Mattel Mind Flex: Obstacle Course for Your Mind

If you dig a little on the Internet, it’s not too difficult to find prototype devices or interfaces that use your brain as a controller. There are videos left and right from companies and researchers trying to perfect and to capitalize on this novel method of control. The issue is that few companies have actually released any commercial brain control products — or if they have, those products haven’t been for the average consumer. This month Mattel broke that mold with a simple, fun, and relatively affordable game called Mind Flex.

2009 Mind Flex Champion
The premise of Mind Flex is to raise or lower a floating ball by concentrating or relaxing respectively. The Mind Flex kit contains an assortment of games, but typically it is a circular obstacle course through which you have navigate a small ball. Unfortunately you don’t move ball left or right with your mind — only up and down. There is a dial that controls the position of a fan that blows a column of air, and it is this air column actually lifts and suspends the ball in flight. You control the fan speed – and thus the height of the ball — with your concentration. To progress horizontally through the course you must turn the dial at the base of the game that advances ball.
Of course there is a catch: you can’t just stare really hard at the ball and expect it to move. Instead you have to put on a headband and some ear clips. The headset sensors and ear lob clips measure theta-wave activity in your brain. Theta waves correlate directly to your level of concentration, so the more theta wave activity, the higher the ball will rise. In the end, the brain control aspect of the game is limited, but given that the technology is still relatively young, it is nice to see it in practice.

It's just you and me ball...
The technology in Mind Flex comes to us courtesy of NeuroSky, a developer of brain-computer interface technologies.

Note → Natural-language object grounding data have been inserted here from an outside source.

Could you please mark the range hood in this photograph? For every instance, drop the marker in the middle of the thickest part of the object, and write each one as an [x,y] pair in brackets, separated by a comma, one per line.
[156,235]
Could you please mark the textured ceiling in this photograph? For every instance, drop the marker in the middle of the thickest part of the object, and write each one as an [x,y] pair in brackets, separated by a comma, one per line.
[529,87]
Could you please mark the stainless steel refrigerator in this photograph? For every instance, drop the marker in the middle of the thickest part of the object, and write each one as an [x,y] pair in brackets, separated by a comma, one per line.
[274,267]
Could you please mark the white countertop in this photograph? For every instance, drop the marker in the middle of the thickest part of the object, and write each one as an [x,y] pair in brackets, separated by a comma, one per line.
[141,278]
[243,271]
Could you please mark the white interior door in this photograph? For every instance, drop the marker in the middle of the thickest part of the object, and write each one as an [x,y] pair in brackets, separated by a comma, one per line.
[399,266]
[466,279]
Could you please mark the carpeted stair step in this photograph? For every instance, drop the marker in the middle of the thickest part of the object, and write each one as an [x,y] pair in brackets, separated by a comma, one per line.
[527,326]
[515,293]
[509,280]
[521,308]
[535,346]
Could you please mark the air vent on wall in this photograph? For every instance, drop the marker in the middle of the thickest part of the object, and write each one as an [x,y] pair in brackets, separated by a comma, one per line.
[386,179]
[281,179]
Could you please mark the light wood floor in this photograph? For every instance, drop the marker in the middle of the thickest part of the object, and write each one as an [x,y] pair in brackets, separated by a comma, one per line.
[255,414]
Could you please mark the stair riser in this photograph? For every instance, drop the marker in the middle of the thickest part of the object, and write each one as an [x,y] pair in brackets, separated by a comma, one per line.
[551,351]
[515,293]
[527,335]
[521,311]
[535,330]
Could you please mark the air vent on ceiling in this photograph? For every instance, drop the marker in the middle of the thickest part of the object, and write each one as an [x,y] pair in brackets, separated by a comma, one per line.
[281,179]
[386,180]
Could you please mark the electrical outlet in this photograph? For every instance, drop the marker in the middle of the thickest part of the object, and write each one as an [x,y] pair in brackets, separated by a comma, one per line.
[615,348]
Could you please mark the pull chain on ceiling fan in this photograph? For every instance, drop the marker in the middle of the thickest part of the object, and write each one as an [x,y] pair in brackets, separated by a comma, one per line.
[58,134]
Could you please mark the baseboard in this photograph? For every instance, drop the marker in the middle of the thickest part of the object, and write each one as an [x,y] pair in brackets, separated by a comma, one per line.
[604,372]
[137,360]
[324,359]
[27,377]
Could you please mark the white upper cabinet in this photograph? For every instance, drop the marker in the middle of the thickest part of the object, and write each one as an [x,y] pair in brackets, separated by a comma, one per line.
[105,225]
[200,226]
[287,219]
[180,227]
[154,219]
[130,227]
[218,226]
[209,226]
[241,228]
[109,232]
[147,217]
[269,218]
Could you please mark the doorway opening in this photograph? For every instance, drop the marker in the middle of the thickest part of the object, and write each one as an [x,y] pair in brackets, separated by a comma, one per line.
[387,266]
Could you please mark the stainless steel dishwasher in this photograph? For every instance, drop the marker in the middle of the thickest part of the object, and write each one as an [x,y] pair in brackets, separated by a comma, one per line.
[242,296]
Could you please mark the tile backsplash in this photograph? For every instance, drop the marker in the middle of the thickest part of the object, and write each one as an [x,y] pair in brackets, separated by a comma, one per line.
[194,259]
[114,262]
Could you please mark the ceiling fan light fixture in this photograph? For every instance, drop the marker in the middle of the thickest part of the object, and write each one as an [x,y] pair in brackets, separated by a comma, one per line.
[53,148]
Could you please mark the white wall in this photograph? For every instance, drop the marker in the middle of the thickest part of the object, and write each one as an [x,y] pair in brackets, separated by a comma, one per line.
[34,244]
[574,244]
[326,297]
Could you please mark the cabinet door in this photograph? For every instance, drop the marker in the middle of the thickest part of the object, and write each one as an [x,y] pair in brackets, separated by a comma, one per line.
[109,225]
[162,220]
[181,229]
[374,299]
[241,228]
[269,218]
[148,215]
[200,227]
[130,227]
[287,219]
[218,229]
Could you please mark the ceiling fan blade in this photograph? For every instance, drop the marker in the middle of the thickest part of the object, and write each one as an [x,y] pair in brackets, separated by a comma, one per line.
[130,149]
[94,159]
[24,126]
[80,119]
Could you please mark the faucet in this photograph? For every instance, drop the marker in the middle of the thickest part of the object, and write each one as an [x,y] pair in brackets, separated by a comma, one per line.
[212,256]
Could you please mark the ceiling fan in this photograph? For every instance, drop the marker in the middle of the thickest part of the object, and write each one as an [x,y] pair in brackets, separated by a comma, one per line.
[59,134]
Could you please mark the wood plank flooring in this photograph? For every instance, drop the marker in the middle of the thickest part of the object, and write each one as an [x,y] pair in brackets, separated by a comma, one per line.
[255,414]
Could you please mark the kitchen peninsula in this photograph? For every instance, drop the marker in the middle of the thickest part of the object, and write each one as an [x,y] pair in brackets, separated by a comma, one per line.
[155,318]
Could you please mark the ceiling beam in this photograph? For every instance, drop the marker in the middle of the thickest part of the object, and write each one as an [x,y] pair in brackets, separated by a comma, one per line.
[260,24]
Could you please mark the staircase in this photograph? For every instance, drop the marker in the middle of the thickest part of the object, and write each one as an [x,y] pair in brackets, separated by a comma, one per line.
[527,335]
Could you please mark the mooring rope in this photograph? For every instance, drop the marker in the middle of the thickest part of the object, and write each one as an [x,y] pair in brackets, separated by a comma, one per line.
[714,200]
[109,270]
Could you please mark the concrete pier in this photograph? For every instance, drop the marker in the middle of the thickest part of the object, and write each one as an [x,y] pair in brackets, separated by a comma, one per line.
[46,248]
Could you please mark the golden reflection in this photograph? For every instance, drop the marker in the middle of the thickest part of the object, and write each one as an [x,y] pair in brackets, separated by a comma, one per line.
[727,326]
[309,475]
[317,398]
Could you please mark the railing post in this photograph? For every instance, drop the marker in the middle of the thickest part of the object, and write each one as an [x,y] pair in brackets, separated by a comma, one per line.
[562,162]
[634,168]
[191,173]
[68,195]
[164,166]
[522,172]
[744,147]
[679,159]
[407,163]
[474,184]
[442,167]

Developers with an interest in this kind of thing will be happy to know that NeuroSky offers development kits so that you can create your own mind-bending products.
Controlling things with our minds has always been the ultimate goal of homo sapiens — at least since the Jedi figured it out. Mind Flex may be just a fun game — but it is also a sign of things to come. Brain Control technology has progressed a long way in a relatively short time, recently finding applications in many fields including assistance for the disabled. Even so, we still have quite a lot of ground to cover before reliable brain control systems become practical.